While the Cubs and their World Series rings own bragging rights that stand above all others, the White Sox can also look into the third-base dugout and know they’re going about things differently — and perhaps even better — than their North Side counterparts did.

While Theo Epstein built his farm system with much-hyped draft picks (in addition to a couple extremely meaningful trades) over the years, Rick Hahn has built his in what has seemed like one fell swoop. The lightning-fast pace of the White Sox rebuild could make the five years of fifth-place finishes the Cubs experienced a non-factor on the South Side. Hahn has built arguably baseball’s best farm system in a matter of months, trading All-Star caliber big leaguers to stockpile highly touted minor leaguers and acquiring other prospects through trades and the draft who provide depth to the system.

“It’s improved,” Hahn said of the depth of his farm system before Wednesday’s game. “It has absolutely been a goal from the start, not just a matter of getting as much potential impact talent as we can but trying to set up layer upon layer of that talent, trying to get to the point when inevitably some of these guys don’t develop the way everyone has projected them to develop or an injury occurs that we have other options, that we have guys that perhaps developed a little more quickly or improved beyond what we projected as their ceiling. And the only way you get there is by having a critical mass of prospect depth.

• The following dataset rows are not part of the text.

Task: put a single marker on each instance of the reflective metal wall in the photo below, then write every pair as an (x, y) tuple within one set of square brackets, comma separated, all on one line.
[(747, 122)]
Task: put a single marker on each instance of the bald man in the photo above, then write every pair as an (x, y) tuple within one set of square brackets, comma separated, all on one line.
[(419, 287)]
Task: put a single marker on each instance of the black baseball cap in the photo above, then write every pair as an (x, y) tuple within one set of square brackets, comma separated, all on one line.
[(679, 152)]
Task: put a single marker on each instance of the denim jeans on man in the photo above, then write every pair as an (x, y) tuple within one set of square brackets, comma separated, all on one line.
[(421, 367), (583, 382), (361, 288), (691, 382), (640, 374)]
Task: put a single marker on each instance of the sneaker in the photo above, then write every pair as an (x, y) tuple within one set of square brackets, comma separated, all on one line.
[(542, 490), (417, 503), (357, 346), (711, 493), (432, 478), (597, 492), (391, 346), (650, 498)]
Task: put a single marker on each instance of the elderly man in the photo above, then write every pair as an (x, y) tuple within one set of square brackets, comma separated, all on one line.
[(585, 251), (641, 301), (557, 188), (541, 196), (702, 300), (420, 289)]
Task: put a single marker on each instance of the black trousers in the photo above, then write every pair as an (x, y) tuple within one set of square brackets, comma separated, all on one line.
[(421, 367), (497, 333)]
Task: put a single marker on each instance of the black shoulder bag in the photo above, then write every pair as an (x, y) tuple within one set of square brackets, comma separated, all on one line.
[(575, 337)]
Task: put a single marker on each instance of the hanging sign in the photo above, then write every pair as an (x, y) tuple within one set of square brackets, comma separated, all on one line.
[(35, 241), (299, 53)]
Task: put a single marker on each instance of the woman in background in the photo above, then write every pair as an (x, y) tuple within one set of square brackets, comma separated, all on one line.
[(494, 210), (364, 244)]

“I would say that while we are pleased with the strides we’ve made in the last year or nine months, however long you want to draw the line, we know we still have work to do. We know we’re going to have a really important draft in 2018 and before that, another few days before this (trade) deadline and then some offseason maneuvering to take place.”

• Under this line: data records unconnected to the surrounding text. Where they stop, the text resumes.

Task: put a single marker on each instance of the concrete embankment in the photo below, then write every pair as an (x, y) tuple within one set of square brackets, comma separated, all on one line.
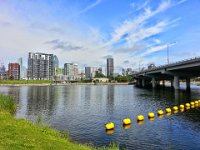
[(65, 84)]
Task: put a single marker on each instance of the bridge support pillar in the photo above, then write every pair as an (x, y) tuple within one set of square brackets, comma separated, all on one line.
[(143, 82), (153, 82), (176, 83), (163, 83), (188, 83), (158, 83), (172, 83)]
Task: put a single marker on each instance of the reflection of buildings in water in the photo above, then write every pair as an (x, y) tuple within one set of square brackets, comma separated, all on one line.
[(71, 95), (15, 93), (87, 96), (110, 98), (41, 100)]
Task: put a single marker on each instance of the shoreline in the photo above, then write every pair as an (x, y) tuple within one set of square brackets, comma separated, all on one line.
[(19, 133), (65, 84)]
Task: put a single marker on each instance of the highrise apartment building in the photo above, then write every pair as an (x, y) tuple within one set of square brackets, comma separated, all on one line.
[(110, 67), (90, 72), (13, 71), (40, 66), (71, 71)]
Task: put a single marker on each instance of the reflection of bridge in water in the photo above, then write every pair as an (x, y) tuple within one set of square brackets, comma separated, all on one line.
[(174, 72)]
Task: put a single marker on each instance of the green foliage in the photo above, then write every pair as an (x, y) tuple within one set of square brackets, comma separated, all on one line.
[(99, 75), (86, 81), (7, 104), (122, 78), (25, 81), (22, 134)]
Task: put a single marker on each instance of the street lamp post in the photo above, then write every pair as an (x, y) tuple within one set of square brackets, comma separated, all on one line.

The Cubs have forever been a symbol of hope for their fans, a team that no matter how sorry the finish would always have expectations and a new chance every spring.

Though White Sox fans are unlikely to embrace the team on the other side of town, they’d be well served to take a step back and look at what has happened there. Because the Cubs’ successful rebuild, one that ended in a World Series title, could provide hope for White Sox fans, too.